Pilot Parallel Pen as a Highlighter

Sometimes we get customers who tell us they use their Lamy or TWSBI 1.5 italic nibs as highlighters, filling them with a highlighter ink like Noodler’s Firefly, or another light ink. 1.5 is a pretty broad nib for writing, and you can get some good calligraphic action out of it, but you can also consider using a Parallel Pen if you’re ready to get serious about your highlighting.

Pilot Parallel Pen at WonderPens.ca

As a display of my commitment to writing instruments and to my readers, I have sacrificed my Complete Poems & Plays of TS Eliot to demonstrate the highlighting capabilities of the Pilot Parallel Pen.

The obvious advantage is that you can get a much broader nib that is usually available on standard fountain pens.

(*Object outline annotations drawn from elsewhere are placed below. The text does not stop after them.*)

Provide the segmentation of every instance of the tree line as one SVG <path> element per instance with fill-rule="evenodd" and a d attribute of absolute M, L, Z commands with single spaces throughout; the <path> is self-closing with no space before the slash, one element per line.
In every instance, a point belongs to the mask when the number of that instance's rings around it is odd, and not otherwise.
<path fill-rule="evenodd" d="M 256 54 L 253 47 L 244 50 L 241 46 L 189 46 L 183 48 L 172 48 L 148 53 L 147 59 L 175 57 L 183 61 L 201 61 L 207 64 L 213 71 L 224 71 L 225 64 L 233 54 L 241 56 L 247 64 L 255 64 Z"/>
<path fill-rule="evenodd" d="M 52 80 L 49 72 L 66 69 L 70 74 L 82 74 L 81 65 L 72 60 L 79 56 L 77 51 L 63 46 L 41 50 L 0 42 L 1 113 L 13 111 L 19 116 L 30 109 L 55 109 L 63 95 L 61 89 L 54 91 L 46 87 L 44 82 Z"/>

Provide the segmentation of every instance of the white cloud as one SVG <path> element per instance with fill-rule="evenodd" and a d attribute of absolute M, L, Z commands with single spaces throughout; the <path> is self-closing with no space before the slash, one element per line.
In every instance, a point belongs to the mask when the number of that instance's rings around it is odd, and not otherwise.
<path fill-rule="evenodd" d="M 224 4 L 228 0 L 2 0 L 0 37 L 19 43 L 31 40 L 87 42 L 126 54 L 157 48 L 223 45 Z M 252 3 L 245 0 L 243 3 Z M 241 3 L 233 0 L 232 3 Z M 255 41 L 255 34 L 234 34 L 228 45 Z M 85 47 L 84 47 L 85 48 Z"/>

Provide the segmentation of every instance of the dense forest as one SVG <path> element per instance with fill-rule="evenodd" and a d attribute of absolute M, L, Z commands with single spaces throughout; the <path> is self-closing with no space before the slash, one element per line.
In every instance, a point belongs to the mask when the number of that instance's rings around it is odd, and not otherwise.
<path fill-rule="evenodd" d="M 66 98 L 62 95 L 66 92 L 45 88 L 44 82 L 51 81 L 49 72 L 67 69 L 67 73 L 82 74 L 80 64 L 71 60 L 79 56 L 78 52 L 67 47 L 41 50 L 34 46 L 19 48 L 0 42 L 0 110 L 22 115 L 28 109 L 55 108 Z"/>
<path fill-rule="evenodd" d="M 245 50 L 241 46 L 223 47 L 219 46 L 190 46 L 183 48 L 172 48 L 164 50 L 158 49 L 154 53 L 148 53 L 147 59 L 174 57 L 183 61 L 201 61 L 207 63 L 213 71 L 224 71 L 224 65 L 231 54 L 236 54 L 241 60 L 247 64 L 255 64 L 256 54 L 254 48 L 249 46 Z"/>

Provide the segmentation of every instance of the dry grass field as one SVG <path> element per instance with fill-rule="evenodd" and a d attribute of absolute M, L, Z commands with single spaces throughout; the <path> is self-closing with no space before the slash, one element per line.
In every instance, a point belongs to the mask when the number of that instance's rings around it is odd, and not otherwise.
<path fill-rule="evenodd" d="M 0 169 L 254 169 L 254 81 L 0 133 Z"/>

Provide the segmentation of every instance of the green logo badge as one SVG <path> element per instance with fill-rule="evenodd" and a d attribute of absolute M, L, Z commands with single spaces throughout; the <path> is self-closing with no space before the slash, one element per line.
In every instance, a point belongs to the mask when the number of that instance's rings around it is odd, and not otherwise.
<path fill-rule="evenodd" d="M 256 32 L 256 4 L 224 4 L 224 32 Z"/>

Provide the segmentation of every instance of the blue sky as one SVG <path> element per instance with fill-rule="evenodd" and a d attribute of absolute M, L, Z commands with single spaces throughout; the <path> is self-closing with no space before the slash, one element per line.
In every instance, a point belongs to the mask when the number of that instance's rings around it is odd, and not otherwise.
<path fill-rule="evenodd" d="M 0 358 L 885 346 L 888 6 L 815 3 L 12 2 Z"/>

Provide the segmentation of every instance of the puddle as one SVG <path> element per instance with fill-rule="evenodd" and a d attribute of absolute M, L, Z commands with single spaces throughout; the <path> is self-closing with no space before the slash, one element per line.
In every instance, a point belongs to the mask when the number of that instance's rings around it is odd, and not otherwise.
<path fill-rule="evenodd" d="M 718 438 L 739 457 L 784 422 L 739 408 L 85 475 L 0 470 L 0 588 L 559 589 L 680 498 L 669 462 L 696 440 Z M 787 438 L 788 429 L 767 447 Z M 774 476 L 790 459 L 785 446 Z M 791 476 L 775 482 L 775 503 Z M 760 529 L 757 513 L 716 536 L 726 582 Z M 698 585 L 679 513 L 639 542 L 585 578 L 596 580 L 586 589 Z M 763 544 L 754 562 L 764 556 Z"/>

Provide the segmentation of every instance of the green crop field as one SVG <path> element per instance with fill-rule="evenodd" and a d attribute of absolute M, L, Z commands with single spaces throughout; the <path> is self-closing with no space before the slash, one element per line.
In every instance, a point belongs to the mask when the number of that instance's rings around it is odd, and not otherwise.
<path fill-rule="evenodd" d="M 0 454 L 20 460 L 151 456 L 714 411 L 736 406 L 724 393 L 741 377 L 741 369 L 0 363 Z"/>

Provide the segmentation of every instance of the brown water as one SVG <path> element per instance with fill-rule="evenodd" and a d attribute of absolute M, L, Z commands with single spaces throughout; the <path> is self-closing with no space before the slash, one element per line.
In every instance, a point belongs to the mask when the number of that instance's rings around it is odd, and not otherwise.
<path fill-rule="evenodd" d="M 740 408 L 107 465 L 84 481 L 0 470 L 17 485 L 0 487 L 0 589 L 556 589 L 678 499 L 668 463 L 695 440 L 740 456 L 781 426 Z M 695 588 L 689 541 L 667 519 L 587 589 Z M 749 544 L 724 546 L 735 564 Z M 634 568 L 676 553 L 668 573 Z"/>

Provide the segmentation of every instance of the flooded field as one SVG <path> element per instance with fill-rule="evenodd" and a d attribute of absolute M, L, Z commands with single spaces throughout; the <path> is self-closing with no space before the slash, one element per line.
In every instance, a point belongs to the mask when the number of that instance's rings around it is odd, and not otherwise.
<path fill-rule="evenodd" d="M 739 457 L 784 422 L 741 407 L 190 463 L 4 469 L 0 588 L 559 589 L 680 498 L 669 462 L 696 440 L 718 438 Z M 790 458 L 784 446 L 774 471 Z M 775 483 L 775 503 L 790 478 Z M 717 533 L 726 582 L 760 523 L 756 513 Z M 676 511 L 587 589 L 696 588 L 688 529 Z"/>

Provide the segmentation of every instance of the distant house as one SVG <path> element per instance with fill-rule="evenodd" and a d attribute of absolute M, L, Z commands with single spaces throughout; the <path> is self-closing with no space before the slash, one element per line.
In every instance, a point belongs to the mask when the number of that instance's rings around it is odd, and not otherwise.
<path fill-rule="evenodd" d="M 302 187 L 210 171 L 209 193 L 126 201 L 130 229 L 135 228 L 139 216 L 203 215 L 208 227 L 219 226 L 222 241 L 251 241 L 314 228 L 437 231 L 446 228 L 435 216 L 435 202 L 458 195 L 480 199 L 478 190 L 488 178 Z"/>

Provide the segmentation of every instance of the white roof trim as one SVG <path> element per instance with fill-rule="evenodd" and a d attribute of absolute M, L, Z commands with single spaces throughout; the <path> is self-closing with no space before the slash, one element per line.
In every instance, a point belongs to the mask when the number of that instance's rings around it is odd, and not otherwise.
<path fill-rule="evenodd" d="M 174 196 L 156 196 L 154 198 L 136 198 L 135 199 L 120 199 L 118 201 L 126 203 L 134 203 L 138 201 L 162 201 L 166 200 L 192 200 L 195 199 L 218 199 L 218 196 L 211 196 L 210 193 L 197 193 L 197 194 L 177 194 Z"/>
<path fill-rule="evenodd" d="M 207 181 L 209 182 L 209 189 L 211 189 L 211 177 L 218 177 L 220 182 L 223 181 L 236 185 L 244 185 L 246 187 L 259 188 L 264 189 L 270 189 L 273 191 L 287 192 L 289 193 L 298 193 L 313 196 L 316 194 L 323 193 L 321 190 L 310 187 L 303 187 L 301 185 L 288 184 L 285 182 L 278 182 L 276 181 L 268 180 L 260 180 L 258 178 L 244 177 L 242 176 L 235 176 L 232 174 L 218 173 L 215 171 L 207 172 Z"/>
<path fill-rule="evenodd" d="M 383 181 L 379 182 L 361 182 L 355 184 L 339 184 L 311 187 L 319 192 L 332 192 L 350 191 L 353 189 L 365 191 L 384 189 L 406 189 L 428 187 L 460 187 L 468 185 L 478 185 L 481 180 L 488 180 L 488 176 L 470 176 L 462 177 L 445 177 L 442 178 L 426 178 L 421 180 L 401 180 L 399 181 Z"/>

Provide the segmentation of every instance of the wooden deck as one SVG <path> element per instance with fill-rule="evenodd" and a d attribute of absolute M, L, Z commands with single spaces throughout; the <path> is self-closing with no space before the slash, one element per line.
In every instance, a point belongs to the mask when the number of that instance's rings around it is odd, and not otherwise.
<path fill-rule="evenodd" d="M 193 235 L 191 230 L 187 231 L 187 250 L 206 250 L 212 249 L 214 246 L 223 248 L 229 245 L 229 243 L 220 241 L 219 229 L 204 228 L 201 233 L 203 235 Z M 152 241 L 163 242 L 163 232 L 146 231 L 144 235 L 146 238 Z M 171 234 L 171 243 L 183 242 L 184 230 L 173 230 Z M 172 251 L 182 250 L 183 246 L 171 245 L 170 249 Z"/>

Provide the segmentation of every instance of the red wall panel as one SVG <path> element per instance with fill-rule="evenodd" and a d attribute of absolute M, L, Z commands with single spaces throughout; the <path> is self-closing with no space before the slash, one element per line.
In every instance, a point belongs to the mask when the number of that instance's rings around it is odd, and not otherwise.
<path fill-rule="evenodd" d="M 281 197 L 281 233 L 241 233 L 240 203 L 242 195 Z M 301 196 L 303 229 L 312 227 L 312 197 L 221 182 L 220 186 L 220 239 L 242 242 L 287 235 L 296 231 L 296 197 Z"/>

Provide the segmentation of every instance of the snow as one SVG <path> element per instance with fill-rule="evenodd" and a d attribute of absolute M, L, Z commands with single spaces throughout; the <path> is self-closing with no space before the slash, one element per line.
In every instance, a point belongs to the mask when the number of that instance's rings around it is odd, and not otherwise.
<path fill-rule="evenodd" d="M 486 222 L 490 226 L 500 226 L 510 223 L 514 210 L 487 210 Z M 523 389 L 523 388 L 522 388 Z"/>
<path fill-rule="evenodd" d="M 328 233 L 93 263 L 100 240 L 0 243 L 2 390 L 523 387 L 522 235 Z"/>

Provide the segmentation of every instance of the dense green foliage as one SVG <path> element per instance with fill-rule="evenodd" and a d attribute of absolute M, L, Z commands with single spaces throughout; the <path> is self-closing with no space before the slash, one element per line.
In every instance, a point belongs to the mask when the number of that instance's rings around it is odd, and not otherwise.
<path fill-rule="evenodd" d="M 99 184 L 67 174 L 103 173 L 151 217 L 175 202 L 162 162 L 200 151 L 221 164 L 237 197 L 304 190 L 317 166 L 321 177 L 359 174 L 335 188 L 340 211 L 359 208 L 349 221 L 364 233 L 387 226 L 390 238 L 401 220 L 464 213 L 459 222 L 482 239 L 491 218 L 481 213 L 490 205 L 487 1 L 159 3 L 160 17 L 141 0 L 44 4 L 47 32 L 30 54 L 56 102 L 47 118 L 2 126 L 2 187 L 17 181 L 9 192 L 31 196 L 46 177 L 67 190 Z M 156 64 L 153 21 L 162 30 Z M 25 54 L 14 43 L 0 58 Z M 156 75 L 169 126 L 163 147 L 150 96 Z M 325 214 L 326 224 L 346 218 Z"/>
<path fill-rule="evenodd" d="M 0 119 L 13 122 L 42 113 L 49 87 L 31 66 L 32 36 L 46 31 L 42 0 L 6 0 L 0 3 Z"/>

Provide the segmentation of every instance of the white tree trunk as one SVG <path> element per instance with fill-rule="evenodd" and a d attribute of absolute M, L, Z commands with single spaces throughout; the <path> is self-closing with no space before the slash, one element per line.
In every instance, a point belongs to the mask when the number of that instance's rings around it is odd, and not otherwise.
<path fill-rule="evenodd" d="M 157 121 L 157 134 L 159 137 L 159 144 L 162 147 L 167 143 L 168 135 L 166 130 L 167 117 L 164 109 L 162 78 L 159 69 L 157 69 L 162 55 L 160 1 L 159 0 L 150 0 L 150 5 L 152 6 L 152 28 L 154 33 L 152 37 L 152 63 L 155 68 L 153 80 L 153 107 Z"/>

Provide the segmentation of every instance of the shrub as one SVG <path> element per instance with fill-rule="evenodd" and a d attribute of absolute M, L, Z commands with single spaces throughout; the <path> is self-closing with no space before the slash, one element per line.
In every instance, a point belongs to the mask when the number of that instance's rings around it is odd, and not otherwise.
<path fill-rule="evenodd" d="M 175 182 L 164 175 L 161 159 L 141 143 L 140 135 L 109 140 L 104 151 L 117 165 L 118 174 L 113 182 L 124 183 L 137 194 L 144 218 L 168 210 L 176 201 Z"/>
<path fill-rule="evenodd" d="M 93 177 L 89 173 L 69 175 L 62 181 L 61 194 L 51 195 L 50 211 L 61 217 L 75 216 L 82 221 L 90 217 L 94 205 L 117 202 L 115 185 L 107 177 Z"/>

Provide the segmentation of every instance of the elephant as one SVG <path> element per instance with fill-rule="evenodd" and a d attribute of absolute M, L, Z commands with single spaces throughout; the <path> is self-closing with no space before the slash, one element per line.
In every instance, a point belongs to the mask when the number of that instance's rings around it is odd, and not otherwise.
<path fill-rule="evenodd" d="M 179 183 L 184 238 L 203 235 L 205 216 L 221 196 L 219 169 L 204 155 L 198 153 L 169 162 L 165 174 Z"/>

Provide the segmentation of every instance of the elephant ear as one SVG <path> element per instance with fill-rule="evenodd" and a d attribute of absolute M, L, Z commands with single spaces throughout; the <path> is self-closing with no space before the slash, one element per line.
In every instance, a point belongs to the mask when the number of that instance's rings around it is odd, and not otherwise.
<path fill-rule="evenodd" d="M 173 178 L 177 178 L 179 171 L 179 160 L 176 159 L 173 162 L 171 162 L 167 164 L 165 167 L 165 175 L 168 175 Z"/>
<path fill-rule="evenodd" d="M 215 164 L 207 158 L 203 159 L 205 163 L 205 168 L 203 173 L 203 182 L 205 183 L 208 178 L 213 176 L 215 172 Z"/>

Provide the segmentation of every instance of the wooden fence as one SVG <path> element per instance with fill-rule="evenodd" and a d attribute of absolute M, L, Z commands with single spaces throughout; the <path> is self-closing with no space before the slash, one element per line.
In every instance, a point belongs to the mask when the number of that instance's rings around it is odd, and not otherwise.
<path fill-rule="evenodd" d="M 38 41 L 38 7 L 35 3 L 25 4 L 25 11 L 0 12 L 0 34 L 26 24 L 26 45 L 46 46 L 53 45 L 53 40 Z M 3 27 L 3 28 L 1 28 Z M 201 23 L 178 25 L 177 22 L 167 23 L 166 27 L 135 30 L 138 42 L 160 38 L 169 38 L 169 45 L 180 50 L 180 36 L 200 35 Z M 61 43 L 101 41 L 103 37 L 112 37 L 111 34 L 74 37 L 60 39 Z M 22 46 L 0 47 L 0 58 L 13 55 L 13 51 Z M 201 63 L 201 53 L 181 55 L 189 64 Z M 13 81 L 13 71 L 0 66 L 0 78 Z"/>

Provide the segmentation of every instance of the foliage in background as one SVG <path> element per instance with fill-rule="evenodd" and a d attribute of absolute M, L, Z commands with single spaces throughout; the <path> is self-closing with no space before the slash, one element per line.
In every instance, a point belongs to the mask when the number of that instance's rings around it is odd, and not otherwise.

The Parallel Pen is available in 1.5 mm, 2.4 mm, 3.8 mm, and 6.0 mm. This is one of the most popular calligraphy tools because of its ease of use (no messing around with dipping nibs and drips of ink), portability and reliability – it lays down an even, consistent line every time. Many professional and expert calligraphers use these pens daily.

The highlighting samples were done with the green lid, 3.8 mm Parallel Pen.


The second advantage is that the Parallel Pen has slightly more controlled and drier flow than a regular fountain pen. It is nice and even and consistent. You typically get more shading and variation out of fountain pens; the parallel plates helps regulate the flow. You may still get some pooling at the end of your strokes, but it won’t be as wet. This is particularly important if you’re highlighting notes or text on lower quality paper at work or school.

You can use highlighter ink like Noodler’s Firefly, which is more of fluorescent colour, but you can also try lighter shades like Rohrer & Klingner’s Helianthus (above) or J. Herbin’s Bleu Azur (below). You can even try diluting some mid-range colours to get lighter shades. You can add distilled water and ink in a separate vial.


Probably its biggest disadvantage is that it’s a long pen, definitely not a shirt pocket pen for on the go. I am assuming the design of the body has to do with its function as a calligraphy tool. If you have a pencil case or cup, or can leave it at your desk at work, it may not be a big deal. 

If you are someone who does a lot of highlighting, as a student or teacher or whatever it is you do, the Parallel Pen offers a good alternative to the marker highlighters that can dry out on you, growing fainter day by day. It comes with two proprietary Pilot cartridges, and you can use the accompanying “cleaning converter” as a converter to hold ink. I have heard that the converter may not work, and it is indeed a tight fit, but we use the converter in the Parallel Pen in the tester tray, and trust me when I say the pens in our tester tray are soldiers.

And, as a bonus, you can practise your calligraphy with it too.